13, Rue Therese - Elena Mauli Shapiro [13]
There is an uncomfortable lag on the other side of the screen. For several seconds, the priest doesn’t speak. Louise fancies that she can hear his robe rustling as he shifts in utter bewilderment. Finally, the blessed male voice manifests again:
“Ah… well, ah… every sin is forgivable, my child, if you have faith.”
Louise has to put both hands up to her mouth to smother her imminent laughter. Her inner snickering is so loud that she does not even hear the penance that is dispensed to her. The penance is a useless thing; it is not what she comes for.
When she steps out of the dank church into the bright daylight, she takes her wedding ring off her right hand and puts it back in its proper place.

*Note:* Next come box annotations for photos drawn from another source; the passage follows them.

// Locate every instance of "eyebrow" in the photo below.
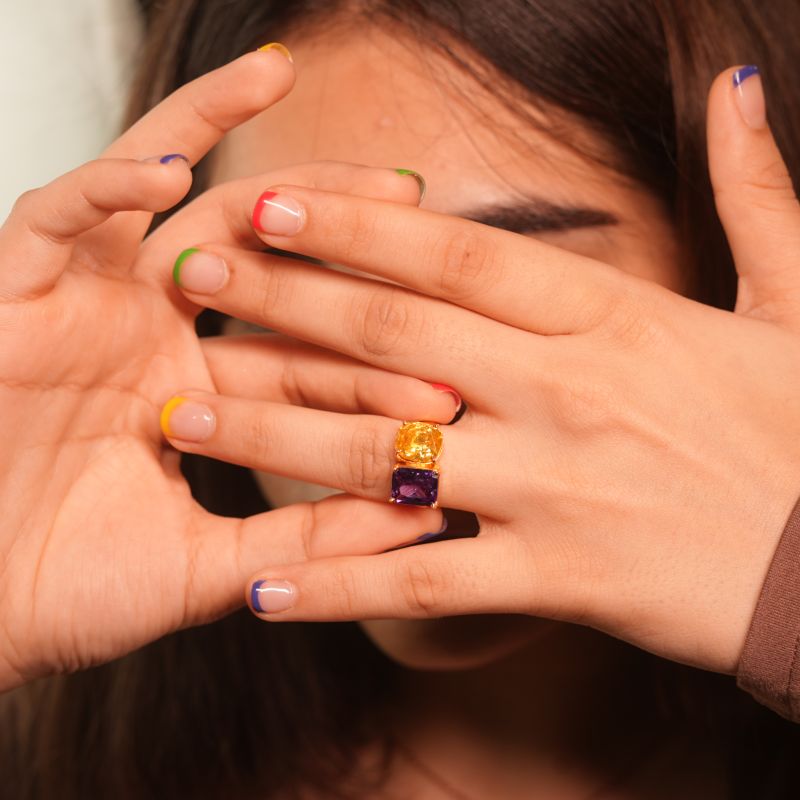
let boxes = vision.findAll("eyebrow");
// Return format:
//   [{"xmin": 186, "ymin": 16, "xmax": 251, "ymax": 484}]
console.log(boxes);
[
  {"xmin": 458, "ymin": 199, "xmax": 619, "ymax": 233},
  {"xmin": 263, "ymin": 198, "xmax": 619, "ymax": 266}
]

This—this false confession—this is one of Louise’s favorite hobbies.
TODAY IS FRIDAY, THE second day of November. Though most shops are closed because everyone is taking the long weekend for the All Saints’ holiday, Henri is not home but at work. This is not so bad, because Garance is over at Louise’s. They do not sit in the living room and sip tea, however, because this afternoon is too exciting for that. A new family is moving into the building. The massive truck filled with all their worldly possessions blocks the narrow little street below entirely. Garance and Louise are at the window together, leaning against the ledge and looking down at this truck, at all the happenings surrounding it.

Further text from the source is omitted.